Wipe away all of the sanding dust and ground fiberglass bits, then wipe down the entire area with the rag dipped in solvent again. It's very important at this stage to ensure that the surface is completely clean and uncontaminated.

Using gelcoat paste, add a coloring agent to match the color of your gelcoat, if necessary. Most gelcoat pastes are available in white or neutral colors, but straight out of the can they rarely match aged gelcoat. Remember, gelcoat can change color slightly as it hardens, so to match it exactly you'll need to mix a test batch or two, allow it to harden on a piece of cardboard, and then compare the final color against your existing gelcoat. Also remember that the new gelcoat will fade at a different rate than the rest of the boat, and a few years down the line, the difference may become visible.

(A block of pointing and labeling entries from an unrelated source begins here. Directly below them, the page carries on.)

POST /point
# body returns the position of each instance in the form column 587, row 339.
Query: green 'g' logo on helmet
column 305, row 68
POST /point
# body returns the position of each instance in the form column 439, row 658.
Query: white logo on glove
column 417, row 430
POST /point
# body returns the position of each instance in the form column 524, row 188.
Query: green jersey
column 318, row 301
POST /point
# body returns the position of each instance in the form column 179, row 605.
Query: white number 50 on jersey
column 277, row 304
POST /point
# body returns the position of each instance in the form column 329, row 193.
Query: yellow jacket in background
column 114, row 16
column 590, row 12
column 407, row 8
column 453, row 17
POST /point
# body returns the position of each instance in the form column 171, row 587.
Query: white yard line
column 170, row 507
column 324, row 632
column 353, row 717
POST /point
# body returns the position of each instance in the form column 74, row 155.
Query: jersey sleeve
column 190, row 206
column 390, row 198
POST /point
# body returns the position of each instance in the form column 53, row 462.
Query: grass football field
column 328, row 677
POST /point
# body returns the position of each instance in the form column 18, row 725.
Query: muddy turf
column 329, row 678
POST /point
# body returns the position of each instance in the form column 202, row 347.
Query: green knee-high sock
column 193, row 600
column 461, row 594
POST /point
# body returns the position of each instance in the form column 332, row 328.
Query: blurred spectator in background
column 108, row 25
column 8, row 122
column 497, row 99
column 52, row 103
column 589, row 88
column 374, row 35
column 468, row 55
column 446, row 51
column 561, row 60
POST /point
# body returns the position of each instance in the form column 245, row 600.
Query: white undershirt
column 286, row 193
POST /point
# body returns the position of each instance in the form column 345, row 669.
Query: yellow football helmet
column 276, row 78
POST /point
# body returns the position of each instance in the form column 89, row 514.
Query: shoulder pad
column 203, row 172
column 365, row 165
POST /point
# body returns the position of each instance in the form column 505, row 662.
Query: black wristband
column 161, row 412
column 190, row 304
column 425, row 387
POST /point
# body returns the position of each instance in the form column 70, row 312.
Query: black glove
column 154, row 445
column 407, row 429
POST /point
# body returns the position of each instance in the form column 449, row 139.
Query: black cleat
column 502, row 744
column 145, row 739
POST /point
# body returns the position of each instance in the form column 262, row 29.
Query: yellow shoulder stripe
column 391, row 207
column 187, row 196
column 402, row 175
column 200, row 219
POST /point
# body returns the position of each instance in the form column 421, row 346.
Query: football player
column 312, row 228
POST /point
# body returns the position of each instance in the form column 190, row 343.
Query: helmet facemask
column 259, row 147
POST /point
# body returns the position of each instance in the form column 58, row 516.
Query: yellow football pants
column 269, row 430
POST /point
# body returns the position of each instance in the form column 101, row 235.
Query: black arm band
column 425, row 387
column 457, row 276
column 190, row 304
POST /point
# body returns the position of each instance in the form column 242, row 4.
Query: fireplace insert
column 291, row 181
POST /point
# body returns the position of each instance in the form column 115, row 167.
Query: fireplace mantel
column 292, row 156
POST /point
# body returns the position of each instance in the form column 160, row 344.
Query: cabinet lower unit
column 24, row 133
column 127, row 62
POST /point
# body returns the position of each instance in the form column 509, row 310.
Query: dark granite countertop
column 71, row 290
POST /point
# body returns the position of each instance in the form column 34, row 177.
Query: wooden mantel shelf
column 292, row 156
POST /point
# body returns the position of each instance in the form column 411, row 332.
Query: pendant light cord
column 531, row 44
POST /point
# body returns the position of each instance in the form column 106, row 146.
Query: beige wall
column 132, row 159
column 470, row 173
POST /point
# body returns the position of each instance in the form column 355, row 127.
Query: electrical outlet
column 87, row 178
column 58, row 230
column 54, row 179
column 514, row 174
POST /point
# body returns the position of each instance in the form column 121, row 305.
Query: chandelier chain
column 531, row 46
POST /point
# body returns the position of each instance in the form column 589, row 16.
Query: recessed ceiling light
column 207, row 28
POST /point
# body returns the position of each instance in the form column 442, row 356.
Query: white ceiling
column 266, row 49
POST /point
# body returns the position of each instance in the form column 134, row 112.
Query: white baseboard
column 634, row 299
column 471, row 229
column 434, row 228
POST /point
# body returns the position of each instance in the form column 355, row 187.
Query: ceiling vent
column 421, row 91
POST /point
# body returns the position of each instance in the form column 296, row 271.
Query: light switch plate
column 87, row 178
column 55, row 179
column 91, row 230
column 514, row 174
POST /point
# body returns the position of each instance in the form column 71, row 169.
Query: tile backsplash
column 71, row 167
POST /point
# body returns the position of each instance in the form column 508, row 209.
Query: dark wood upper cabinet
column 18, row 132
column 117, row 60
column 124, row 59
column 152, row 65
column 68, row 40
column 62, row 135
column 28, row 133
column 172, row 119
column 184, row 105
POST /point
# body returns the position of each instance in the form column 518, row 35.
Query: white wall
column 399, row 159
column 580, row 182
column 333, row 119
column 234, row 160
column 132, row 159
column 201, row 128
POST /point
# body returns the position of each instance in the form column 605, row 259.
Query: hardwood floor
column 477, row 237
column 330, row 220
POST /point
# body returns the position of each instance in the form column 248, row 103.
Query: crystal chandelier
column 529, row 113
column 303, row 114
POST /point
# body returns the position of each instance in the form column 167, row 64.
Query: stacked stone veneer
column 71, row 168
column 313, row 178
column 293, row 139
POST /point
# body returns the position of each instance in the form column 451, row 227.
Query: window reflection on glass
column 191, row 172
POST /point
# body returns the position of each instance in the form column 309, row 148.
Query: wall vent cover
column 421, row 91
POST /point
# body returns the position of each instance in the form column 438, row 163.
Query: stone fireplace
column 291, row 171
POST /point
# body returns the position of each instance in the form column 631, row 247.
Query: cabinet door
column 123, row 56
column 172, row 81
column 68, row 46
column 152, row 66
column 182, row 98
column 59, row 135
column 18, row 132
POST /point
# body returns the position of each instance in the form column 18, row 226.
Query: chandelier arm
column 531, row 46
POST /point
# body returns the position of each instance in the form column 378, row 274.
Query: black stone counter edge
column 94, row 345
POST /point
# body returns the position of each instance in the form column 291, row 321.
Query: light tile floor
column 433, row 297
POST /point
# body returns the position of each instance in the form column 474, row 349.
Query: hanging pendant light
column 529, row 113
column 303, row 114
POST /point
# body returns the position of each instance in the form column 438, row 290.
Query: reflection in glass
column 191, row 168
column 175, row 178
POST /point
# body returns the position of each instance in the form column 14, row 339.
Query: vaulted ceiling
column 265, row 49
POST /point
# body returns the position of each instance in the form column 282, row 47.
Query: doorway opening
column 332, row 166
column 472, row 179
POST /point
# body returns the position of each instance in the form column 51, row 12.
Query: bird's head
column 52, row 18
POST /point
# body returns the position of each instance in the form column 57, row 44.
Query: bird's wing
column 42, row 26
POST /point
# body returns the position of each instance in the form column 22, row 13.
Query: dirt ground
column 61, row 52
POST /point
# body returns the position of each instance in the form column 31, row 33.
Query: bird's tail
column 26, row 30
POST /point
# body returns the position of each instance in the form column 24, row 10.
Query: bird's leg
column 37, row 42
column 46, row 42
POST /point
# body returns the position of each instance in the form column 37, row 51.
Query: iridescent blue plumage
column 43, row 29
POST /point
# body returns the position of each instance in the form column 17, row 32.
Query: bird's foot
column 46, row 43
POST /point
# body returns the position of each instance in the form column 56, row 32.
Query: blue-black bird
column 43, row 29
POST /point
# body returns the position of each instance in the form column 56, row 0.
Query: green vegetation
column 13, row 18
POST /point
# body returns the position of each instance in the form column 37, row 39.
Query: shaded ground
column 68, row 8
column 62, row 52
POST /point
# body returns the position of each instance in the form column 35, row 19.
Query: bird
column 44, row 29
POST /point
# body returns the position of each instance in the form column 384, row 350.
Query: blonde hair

When you're satisfied with the color match, mix a final batch and use it to fill the cracks and cover all sanded areas. Make sure no air bubbles or gaps are left in the cracks, and use a plastic resin spreader, putty knife, tongue depressor, or similar object to smooth out the surface. When you're satisfied you have a good, smooth surface, cover it with a piece of plastic wrap to allow it to cure completely.

Some gelcoat repair kits will include plastic film for this purpose because gelcoat paste must be sealed off from the air to cure percent. Caution: Always ensure adequate ventilation when working with fiberglass gelcoat — the fumes may be harmful! After the gelcoat has cured, wet-sand it with fine to grit sandpaper until the surface is almost completely flush and smooth; then gently wet-sand it with a super-fine grit sandpaper, and finally, with ultra-fine or grit sandpaper.

Then stand back and admire your work. Good job! This will prevent the threads from creating pressure on the gelcoat and make a small pocket for sealant to help seal the screw. If the gelcoat cracks were caused by fiberglass flexing, add some fiberglass reinforcement to the backside to help prevent future cracks.

If a screw hole repair has a fiberglass core behind it, seal the core with epoxy. Both methods provide a good seal on the core and more holding strength for the fasteners. These gelcoat cracks are stress cracks at the corner of a companionway. A concentrated group of cracks generally running in the same direction indicates a more severe problem. This is often found on the leading edge of the cabin top where it meets the deck.

This can be the result of a high flex area enduring heavy seas or too much load on the boat. Cracks may also form at a bulkhead or other hard spots behind the fiberglass when the boat flexes, creating pressure. To repair this type of cracking, remove the gelcoat from the area and inspect the fiberglass for deeper cracks. Simply wipe the area with a wet cloth so the cracks or fractured fiberglass will appear as white lines in the laminate.

Continue until the fractured laminate is removed, then do a traditional fiberglass repair following these steps:. Cut fiberglass patches starting with the largest first, working your way smaller to fill the area that has been ground away. Repeated treatments gave more improvement. It took just a few minutes of easy work, and after six months was still good.